What Strikes Me About These Cases
What amazes me about these cases is they are not classic great facts cases. In the last big Maryland Court of Appeals dram shop case in 2013 involved a high-speed crash on I-270 by a guy who had been served 20 drinks and killed a ten-year-old. Pure unambiguous tragedy. In Dankos, we have a kid who gets in the car with a 22-year-old driver and the case is about his choice of riding with someone who is drunk. That is a tough case and will still be a tough case at trial. In Kirakos, the facts are also low on the “ole my goodness” scale. The “minor” is an adult. His BAC was not so high that you could say that any reasonable person would know the boy was drunk. These are not slam dunk cases at trial. This tells me the court feels pretty strongly about the premise of liability in these cases.
How the Court Ruled
In Dankos, the Court of Appeals finds that Dankos could establish that the mom was a proximate cause of the boy’s injuries after concluding that the mom owed a duty of care to the boy under CR § 10-117. All of the counts in Dankos’s complaint meet the requirements for establishing a negligence claim, and Dankos contends that CR § 10-117 creates a duty for the mom to prevent a minor from consuming alcohol on her premises. The court reviews a history of cases in Maryland that discuss if CR § 10-117 is a statute or ordinance rule, and finds that it does protect a class of persons – those under 21. The next step is that Dankos must show that “the violation proximately caused the injury complained of.” More specifically more specifically that the boy was within the class of persons sought to be protected by the statute and that the harm is one that the drafters of the statute intended to prevent. The court finds that Dankos does plead this sufficiently. Further, the court holds that CR § 10-117 means that “children under 21 are less able to make responsible decisions regarding consuming alcohol and therefore are more susceptible to harm when presented with the opportunity to excessively drink in a social/peer-pressured setting.”
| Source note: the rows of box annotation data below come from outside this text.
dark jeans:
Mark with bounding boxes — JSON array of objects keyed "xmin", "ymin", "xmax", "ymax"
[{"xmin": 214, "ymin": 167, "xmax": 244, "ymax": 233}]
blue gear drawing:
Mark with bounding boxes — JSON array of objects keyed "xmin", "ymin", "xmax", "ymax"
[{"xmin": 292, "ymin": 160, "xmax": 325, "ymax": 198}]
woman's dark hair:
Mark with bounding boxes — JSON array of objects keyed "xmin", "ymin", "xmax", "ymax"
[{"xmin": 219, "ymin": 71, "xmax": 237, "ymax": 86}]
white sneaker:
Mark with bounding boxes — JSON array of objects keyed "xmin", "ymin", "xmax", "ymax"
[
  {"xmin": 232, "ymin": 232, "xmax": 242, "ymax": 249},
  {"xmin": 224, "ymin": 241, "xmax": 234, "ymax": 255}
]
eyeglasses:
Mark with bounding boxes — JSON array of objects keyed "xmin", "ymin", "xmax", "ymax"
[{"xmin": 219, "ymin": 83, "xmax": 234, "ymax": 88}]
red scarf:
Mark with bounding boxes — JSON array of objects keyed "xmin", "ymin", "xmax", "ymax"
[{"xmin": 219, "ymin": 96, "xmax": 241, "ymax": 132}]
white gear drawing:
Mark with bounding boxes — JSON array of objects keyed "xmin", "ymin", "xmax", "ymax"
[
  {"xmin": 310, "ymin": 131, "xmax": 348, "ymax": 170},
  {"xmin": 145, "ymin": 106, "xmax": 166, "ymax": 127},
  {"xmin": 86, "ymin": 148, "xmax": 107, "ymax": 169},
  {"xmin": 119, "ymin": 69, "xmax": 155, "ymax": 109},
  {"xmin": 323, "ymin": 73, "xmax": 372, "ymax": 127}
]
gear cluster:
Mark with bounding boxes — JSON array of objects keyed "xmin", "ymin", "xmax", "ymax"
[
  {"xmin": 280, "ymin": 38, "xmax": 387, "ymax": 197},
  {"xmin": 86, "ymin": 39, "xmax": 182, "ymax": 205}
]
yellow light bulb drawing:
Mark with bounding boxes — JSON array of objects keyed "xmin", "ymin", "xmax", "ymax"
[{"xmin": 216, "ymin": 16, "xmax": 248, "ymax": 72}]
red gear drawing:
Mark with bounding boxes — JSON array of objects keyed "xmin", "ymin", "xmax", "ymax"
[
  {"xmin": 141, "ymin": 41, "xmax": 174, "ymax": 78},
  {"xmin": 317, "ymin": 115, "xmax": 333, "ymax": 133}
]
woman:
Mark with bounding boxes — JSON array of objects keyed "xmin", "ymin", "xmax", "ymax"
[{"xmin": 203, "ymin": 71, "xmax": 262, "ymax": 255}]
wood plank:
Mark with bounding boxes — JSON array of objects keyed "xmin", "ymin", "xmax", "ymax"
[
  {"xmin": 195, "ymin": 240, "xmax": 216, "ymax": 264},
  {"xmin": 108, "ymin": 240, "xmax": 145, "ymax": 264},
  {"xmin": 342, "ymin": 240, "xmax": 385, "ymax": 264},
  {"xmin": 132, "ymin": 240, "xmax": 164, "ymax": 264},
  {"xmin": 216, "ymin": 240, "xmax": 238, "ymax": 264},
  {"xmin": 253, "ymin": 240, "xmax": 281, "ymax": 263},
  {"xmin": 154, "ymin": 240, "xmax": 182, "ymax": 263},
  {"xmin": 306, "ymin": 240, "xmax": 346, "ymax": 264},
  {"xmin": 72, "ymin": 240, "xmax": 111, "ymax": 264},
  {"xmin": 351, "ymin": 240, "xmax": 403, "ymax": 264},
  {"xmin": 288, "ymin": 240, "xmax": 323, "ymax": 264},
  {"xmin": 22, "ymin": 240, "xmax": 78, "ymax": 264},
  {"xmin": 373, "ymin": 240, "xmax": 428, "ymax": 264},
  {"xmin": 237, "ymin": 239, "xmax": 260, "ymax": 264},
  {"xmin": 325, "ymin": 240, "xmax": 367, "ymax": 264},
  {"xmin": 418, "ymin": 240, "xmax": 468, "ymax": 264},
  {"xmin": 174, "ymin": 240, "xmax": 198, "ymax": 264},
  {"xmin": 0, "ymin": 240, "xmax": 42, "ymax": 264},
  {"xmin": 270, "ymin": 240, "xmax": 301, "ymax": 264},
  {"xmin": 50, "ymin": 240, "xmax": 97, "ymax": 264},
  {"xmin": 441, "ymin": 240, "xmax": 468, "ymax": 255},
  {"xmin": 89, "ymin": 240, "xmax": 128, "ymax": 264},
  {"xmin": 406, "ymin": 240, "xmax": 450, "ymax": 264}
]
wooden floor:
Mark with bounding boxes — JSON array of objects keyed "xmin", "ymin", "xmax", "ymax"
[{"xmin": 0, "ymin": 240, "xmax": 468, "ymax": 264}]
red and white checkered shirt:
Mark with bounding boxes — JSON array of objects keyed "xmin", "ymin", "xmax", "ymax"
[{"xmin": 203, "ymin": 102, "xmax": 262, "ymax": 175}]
In Kiriakos, the issues presented to the Court of Appeals include that assuming a duty existed, if the acts of the older friend establish a prima facie claim for negligence under fundamental tort principles, and if Maryland should recognize a narrowly tailored definition of social host liability when an adult provides excessive amounts of alcohol to a teenager, knowing he will soon drive.
The court distinguishes the case from the 2013 decision in Warr v. JMGM Group that I mentioned above based on Robinson’s age and venue of intoxication which are under CR § 10-117. Accordingly, the court finds that Kirakos can maintain a limited social host cause of action against Phillips through negligent entrustment based on the public policy in CR § 10-117.
The older friend, in this case, argued that the victim cannot establish proximate cause because the most critical event in the chain of events was the younger friend’s decision to drink. However, the court holds that this decision does not disrupt the ‘causal chain’ and does not destroy the claim against Phillips. The court also finds that the harm to the victim was foreseeable based on the facts surrounding the incident. Of course, it is entirely foreseeable that giving an 18-year-old alcohol and letting him drive is going to get someone killed.
I know the court is trying to reconcile this case with the Warr opinion which explicitly ruled that there is no dram shop liability in Maryland. But I do think these cases are the first step towards a new era of holding bars and restaurants responsible when they knowingly overserve people who go and kill someone. This would be a good thing for Maryland and justice.